Amazing how so much of it has come to fruition, yet Microsoft has been
responsible for so little of it.

------
lgleason
I liked that the first item on the shopping list is paint thinner :)

------
darksim905
First time I've ever heard of HealthVault (second video). Very interesting
portion of the whole video. Unique service.

------
totoroisalive
It bothers me a bit, the amount of time the woman is in the kitchen

------
noonespecial
All of that is just the answer to the question "what if there was a ubiquitous
wireless network?".

Once you've got that network, its just an art project. No wonder Apple won.

------
mantrax5
"You know, one of the things that really hurt Apple was after I left John
Sculley got a very serious disease. It’s the disease of thinking that a really
great idea is 90% of the work. And if you just tell all these other people
“here’s this great idea,” then of course they can go off and make it happen.

And the problem with that is that there’s just a tremendous amount of
craftsmanship in between a great idea and a great product. And as you evolve
that great idea, it changes and grows. It never comes out like it starts
because you learn a lot more as you get into the subtleties of it. And you
also find there are tremendous tradeoffs that you have to make. There are just
certain things you can’t make electrons do. There are certain things you can’t
make plastic do. Or glass do. Or factories do. Or robots do.

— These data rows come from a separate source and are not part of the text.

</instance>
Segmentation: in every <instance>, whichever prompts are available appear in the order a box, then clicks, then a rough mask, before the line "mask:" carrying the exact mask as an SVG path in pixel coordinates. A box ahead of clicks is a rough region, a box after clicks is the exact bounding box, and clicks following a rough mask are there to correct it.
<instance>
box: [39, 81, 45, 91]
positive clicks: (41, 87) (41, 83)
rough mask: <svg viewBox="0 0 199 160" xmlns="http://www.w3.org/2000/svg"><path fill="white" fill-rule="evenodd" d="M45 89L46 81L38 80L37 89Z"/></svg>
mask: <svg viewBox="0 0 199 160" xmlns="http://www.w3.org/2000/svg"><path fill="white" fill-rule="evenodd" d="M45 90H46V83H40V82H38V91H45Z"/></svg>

Designing a product is keeping five thousand things in your brain and fitting
them all together in new and different ways to get what you want. And every
day you discover something new that is a new problem or a new opportunity to
fit these things together a little differently.

And it’s that process that is the magic."

~ Steve Jobs

This is why Apple doesn't make "vision" videos now, and it didn't during the
Jobs years. During the period they did, they had serious problems in shipping
any of the visions they have shown the world.

Microsoft is a bit like that. They know where the world is going, and Bill
Gates himself knew from the very start where the world is going (short of a
brief period where he conveniently ignored the Internet will happen). But they
thought the fact they knew, that they had this cool idea and projection of how
things will happen was giving them enough advantage. Nope.

It's risk-free to ship vision videos. They're like free T-shirts. There's
infinite demand. But when it comes to shipping products based on them, most
people can't live with the compromises and risk-taking a real product requires
in order to ship.

With a new product you can't just look at the competition and confirm that
what you have will work. You're on your own. Do you have the guts?